<International Circulation>: Warfarin as a classical anticoagulant drug is widely used in clinical practice. If the dose of warfarin is excessive, hemorrhage may occur and if the dose of warfarin is insufficient, embolism may occur. So clinicians need to be careful and prudent in using warfarin. Predicting warfarin dosage using pharmacogenetic algorithms is more scientific and reasonable however this technique is still strange to many clinicians. Can you outline the measures involved in applying this technique?
<International Circulation>: Is this been done routinely anywhere in the world at the moment, including the USA?
Prof. Lee: Not yet. In the US at least, these private companies and insurers are becoming more aware. The major hurdle remains – how do we do the molecular diagnostics? Currently, private diagnostic labs can provide mucous swab results but it takes time and it is still not routinely performed in local hospitals.
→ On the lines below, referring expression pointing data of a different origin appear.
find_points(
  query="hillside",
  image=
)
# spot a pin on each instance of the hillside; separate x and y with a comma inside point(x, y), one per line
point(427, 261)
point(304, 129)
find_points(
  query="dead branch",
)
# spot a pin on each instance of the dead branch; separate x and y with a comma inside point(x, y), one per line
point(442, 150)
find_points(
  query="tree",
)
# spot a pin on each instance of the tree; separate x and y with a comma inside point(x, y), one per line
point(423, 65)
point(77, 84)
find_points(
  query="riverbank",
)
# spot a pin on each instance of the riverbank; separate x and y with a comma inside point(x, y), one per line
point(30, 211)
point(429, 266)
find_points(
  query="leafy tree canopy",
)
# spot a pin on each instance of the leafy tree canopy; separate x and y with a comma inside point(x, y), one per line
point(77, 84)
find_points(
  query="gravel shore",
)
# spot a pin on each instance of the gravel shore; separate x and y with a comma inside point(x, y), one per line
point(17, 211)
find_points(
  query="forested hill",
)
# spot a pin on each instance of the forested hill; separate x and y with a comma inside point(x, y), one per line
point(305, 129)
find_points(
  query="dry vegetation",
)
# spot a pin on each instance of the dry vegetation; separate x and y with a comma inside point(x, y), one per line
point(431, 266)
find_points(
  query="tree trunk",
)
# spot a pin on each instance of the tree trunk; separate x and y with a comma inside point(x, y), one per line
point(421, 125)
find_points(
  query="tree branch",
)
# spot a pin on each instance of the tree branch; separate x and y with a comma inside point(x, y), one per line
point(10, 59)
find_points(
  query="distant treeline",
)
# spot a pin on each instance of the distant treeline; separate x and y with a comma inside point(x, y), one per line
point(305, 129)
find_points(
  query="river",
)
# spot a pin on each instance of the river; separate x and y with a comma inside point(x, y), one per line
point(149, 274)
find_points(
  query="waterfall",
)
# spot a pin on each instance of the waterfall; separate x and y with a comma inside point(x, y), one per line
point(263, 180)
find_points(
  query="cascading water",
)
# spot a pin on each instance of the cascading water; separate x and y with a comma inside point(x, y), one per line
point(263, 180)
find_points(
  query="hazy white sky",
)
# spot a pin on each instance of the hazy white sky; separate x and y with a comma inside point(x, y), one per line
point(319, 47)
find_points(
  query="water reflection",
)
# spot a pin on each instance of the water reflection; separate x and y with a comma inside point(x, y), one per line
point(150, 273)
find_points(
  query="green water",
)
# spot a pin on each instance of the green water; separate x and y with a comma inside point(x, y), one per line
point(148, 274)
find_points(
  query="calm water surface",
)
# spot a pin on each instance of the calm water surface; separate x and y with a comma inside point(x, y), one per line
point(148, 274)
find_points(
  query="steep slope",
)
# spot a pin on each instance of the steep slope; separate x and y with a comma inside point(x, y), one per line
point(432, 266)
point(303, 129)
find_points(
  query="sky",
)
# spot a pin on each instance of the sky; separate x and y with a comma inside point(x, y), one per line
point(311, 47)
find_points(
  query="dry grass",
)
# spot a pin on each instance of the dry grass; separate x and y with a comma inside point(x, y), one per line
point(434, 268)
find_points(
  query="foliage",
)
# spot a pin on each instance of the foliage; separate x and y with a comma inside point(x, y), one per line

<International Circulation>: What’s the difference between the warfarin dose derived using a pharmacogenetic algorithm and the classical dose. What are the reasons for any differences?
Prof. Lee: The best example I can give is in terms of race. We know that Africans require higher doses than Caucasians and Asians, and that Caucasians require higher warfarin doses than Asians. Based on the classical way of prescribing warfarin and considering race, then if the patient is Asian then one starts lower. The problem is there are sensitive patients amongst the African and Caucasian population. Sensitive meaning they require lower warfarin doses. And there are resistant patients in the Asian population. If you prescribe on race alone, you will still make mistakes but when incorporating pharmacogenomics, race is very relevant, because differences in race are explained by genetics. So we can fine-tune our dosage. The beauty of pharmacogenetic algorithms is also that they add height, age and weight so as to achieve a more accurate estimate of the dose required. Another commonly used example is the fact that warfarin has drug-drug interactions. For instance, when people are taking amiodarone in conjunction with warfarin, they should lower the warfarin dose – which sounds simple if there were just two groups, those on amiodarone and those without amiodarone. For the most sensitive group with the CYP2C9 and the VKORC1 mutations (which are the sensitive genotypes), even if you give lower doses, this most extreme sensitive group is still at risk of overdosing. With genomics we are able to more precisely fine-tune what a patient’s most likely dose is to be which is, of course, a benefit. The other benefit of pharmacogenomic testing is that it gives the physician an idea that their patient belongs to a certain group, whether it be resistant (requiring higher doses), intermediate (the average) or sensitive (in whom reducing dosage will prevent hemorrhage).